A heap-based buffer overflow exists in Vim prior to version 9.0.1331. The bug is triggered when using the :ball command (via ex_buffer_all) while Visual mode is active. The function utfc_ptr2len is called on invalid cursor data after switching buffers without resetting Visual mode, leading to an illegal memory access. The test added in the fix demonstrates the crash with a sequence of R0, splitting to a new buffer, entering Visual mode, calling :ball, then zW. Affected versions are all Vim builds before 9.0.1331.

Exploitation

An attacker needs to craft a file that, when opened in Vim, causes the user to enter and exit Visual mode in a specific sequence then execute :ball.
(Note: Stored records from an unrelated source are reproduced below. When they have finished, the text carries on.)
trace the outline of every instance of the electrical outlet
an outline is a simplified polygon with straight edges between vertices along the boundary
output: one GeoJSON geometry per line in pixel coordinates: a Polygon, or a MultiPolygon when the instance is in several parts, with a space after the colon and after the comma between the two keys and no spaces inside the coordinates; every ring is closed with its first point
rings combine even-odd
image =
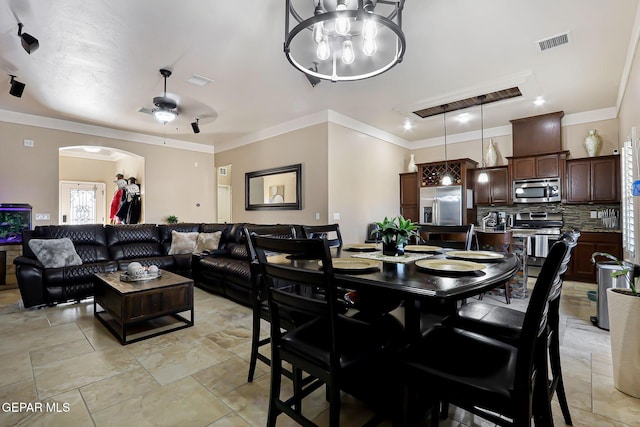
{"type": "Polygon", "coordinates": [[[320,221],[320,212],[316,212],[316,221],[320,221]]]}
{"type": "Polygon", "coordinates": [[[598,211],[591,211],[591,218],[598,218],[598,211]]]}
{"type": "Polygon", "coordinates": [[[33,147],[33,139],[25,139],[24,140],[25,147],[33,147]]]}
{"type": "Polygon", "coordinates": [[[36,221],[49,221],[49,220],[51,220],[51,214],[36,213],[36,221]]]}
{"type": "Polygon", "coordinates": [[[340,219],[340,212],[334,212],[333,219],[340,219]]]}

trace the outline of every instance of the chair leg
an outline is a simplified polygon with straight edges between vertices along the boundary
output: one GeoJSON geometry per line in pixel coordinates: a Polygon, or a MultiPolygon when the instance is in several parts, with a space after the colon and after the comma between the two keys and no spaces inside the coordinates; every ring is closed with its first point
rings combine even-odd
{"type": "Polygon", "coordinates": [[[253,330],[251,333],[251,356],[249,357],[249,375],[247,382],[253,382],[256,372],[256,362],[258,361],[258,349],[260,348],[260,316],[253,313],[253,330]]]}
{"type": "Polygon", "coordinates": [[[271,390],[269,391],[269,414],[267,427],[275,427],[276,420],[281,411],[276,402],[280,400],[280,387],[282,385],[282,361],[275,357],[271,360],[271,390]]]}
{"type": "Polygon", "coordinates": [[[511,304],[511,282],[504,284],[504,297],[507,300],[507,304],[511,304]]]}
{"type": "Polygon", "coordinates": [[[549,397],[553,397],[555,392],[558,396],[558,403],[560,409],[562,409],[562,416],[566,425],[573,425],[571,421],[571,413],[569,412],[569,403],[567,402],[567,395],[564,390],[564,381],[562,380],[562,367],[560,365],[560,343],[558,340],[558,333],[551,335],[551,341],[549,343],[549,364],[551,365],[551,390],[549,390],[549,397]]]}
{"type": "Polygon", "coordinates": [[[340,426],[340,387],[336,385],[335,378],[331,378],[329,389],[329,427],[340,426]]]}
{"type": "Polygon", "coordinates": [[[438,427],[438,425],[440,425],[440,401],[436,400],[431,408],[431,427],[438,427]]]}
{"type": "Polygon", "coordinates": [[[293,409],[302,414],[302,369],[293,368],[293,409]]]}

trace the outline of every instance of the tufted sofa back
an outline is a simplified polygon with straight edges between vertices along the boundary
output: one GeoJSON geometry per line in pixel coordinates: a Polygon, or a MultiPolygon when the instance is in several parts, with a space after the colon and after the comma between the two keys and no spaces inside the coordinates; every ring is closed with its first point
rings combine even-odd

The attack requires user interaction (opening the file and performing the steps). No special privileges are needed beyond normal file access. The exploit sequence is: open the crafted file, type R0, split the window using :split other, type R000, enter Visual mode with l, then type :ball. This triggers the heap overflow in utfc_ptr2len.

Impact

Successful exploitation can lead to arbitrary code execution or unexpected termination of Vim. Apple's advisory (macOS Sonoma 14.1) describes the impact as "Parsing a file may lead to an unexpected app termination or arbitrary code execution" [1]. The CVSS v3 score is 7.8 (High) with Confidentiality, Integrity, and Availability impacts all classified as High. The attacker can potentially execute code with the privileges of the user running Vim.

Mitigation

Vim fixed the issue in version 9.0.1331 on 2023-09-03 [2]. The patch adds a call to reset_VIsual_and_resel() before setpcmark() in ex_buffer_all to ensure Visual mode is disabled before buffer switching. Apple included the fix in macOS Sonoma 14.1 on 2023-10-25 [1]. Users should update to Vim 9.0.1331 or later, or apply the security updates from their OS vendor. No workarounds are documented; avoiding :ball while in Visual mode may reduce risk but is not a complete mitigation.